On Wed, Apr 14, 2010 at 08:18:06PM +0200, Alan Barrett wrote:
> On Wed, 14 Apr 2010, Stefan Sperling wrote:
> > Yes. Just use whatever comes from the patch, including context lines.
> > This is consistent with the current behaviour. I think we should avoid
> > special cases where this rule is currently not true anymore.
> > (I'm not sure how UNIX patch behaves wrt context lines, actually.
> > Might be worth checking.)
>
> If applying a patch ever causes changes to lines that are marked in the
> patch as context lines (not as lines to be removed or added), then I
> expect people to be unhappy. The context lines in the patch file are
> known or suspected to be damaged (or else the user would not have asked
> to ignore whitespace changes), so copying the context lines from the
> patch is not wanted.
>
> The GNU patch implementation that I just tried does the right thing
> here: when passed the "--ignore-whitespace" option, it ignores
> whitespace changes in context lines and lines marked as being removed,
> and it copies context lines from the input file, not from the patch.

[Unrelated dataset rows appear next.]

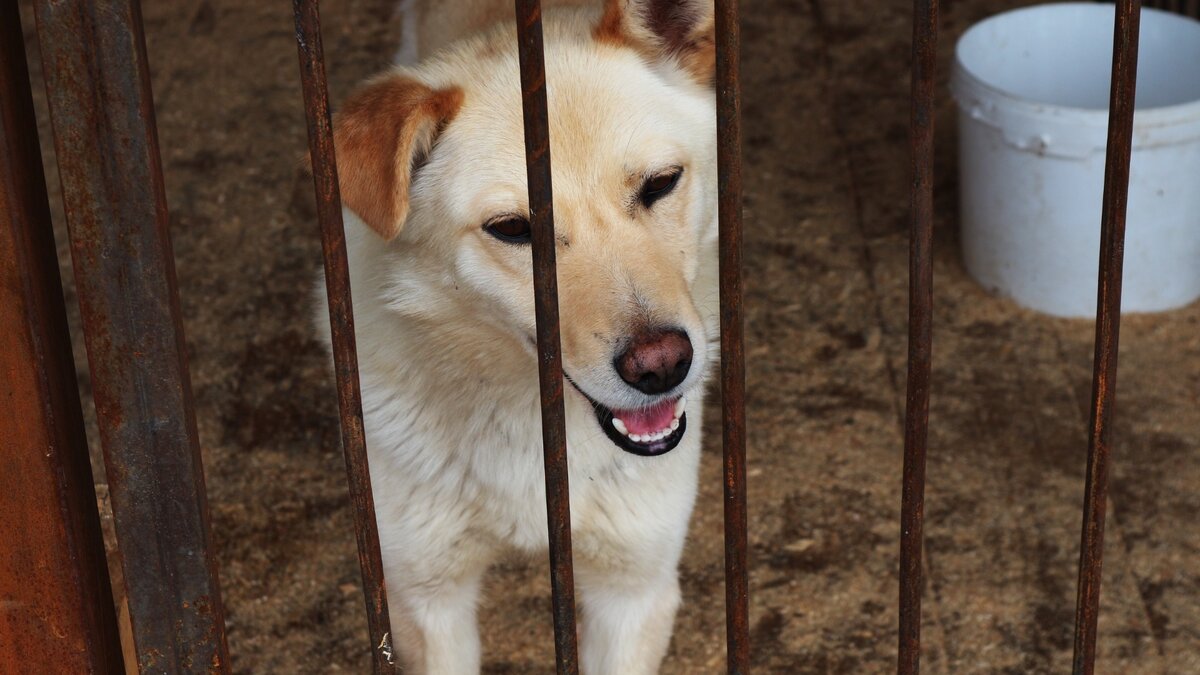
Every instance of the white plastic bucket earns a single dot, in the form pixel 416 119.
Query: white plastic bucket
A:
pixel 1032 88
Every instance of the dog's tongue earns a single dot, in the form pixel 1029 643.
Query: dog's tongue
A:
pixel 647 420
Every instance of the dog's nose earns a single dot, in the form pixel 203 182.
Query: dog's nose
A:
pixel 655 362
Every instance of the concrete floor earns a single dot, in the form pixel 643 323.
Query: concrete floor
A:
pixel 826 246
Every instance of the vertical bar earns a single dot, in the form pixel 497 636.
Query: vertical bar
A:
pixel 1108 327
pixel 729 162
pixel 341 318
pixel 921 332
pixel 97 81
pixel 53 569
pixel 550 360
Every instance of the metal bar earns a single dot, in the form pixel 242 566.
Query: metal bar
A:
pixel 53 572
pixel 921 332
pixel 341 318
pixel 550 360
pixel 729 162
pixel 97 81
pixel 1108 327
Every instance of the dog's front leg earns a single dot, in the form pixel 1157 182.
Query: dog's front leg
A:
pixel 627 622
pixel 435 626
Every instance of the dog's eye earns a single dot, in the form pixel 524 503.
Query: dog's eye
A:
pixel 659 186
pixel 514 230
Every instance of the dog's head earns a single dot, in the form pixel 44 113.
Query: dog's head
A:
pixel 432 160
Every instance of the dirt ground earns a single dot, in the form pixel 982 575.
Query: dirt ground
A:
pixel 826 179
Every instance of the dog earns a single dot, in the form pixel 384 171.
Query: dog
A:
pixel 435 198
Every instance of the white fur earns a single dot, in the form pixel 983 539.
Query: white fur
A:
pixel 449 376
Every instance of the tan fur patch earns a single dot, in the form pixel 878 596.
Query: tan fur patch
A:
pixel 379 133
pixel 696 55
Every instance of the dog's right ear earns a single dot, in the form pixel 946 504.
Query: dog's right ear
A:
pixel 381 135
pixel 677 29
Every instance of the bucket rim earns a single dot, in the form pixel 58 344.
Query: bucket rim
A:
pixel 1187 112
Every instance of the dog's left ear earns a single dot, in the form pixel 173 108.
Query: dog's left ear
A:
pixel 665 29
pixel 381 136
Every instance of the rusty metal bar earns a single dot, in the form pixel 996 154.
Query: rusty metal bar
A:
pixel 54 589
pixel 341 318
pixel 99 88
pixel 550 359
pixel 1108 328
pixel 921 332
pixel 729 162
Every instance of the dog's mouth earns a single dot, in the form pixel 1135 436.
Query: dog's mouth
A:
pixel 651 431
pixel 648 431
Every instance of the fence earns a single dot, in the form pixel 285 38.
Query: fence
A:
pixel 102 113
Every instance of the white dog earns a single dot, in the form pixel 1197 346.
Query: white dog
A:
pixel 433 181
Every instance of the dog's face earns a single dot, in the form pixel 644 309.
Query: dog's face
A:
pixel 633 145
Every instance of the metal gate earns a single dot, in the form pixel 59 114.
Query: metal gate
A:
pixel 99 85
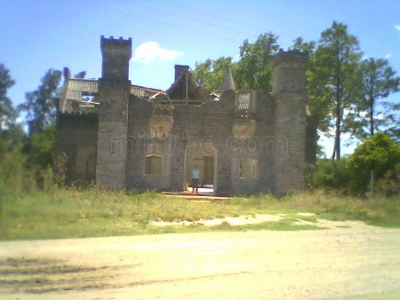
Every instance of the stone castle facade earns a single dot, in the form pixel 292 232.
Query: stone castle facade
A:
pixel 243 142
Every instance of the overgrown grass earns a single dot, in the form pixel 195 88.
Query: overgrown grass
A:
pixel 63 213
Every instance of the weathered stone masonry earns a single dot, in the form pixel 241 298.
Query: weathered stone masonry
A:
pixel 244 142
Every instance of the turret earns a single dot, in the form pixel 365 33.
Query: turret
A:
pixel 114 91
pixel 116 55
pixel 289 72
pixel 289 92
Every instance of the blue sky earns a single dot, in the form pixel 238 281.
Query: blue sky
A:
pixel 43 34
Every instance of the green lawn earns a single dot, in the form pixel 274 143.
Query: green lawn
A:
pixel 64 213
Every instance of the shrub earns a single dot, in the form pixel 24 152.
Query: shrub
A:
pixel 378 154
pixel 331 174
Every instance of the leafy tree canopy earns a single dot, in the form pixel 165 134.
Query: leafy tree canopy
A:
pixel 378 154
pixel 40 104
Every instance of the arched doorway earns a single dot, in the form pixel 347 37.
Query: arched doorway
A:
pixel 204 155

Darn GNU patch! :) I guess there's a reason for the maze of if
statements that makes up it's source code! It does more than one
expects!
> I don't buy the argument that it's necessary, for consistency with
> current svn behaviour, to copy context lines from the patch to
> the output file. Current behaviour does not include any kind of
> "ignore whitespace" option, so the context lines in the input file
> are guaranteed not to differ from the context lines in the patch,
> so an outside observer (without knowledge of the internals of the
> implementation) cannot tell whether the current implementation copies
> context lines from the patch or from the input file. Changing the
> implementation to copy context lines from the input file would therefore
> not be an incompatible change.
Nope, it wouldn't be an incompatible change. It's just that it would
involve rewriting how we construct the streams from the patch and how we
apply the hunks. The current behaviour is (writing it down to remind
myself):
When parsing
-------------
Lines beginning with ' ' and '-' are read to original_stream
Lines beinning with ' ' and '+' are read to modified_stream
When applying
---------------
for each hunk in patch
determine the line the hunk should be applied at by matching
original_stream to target
for each hunk in patch
copy lines from target until we reach match-point
copy lines from modified_stream
If we would implement --ignore-whitespaces to have the behaviour you
suggested we would have to rewrite the parts dealing with
modified_stream to make us able to distinguish between context lines and
added lines. At the moment, we filter out the leading characters (' ',
'+', '-') before writing to the streams.
In the end it boils down to: From my standpoint as a newbie
programmer I'm very dense when it comes to any major changes. I do agree
that the behaviour you describe is the preferred but I'm a bit annoyed
about having to do all those changes for something that is a very small
part of the typical use case set. In my world, I would probably just ask
the submitter to retransmit the patch using some other mail software.
I hope I'm not too grumpy. I just don't want to rush into some bigger
change without weighing the options.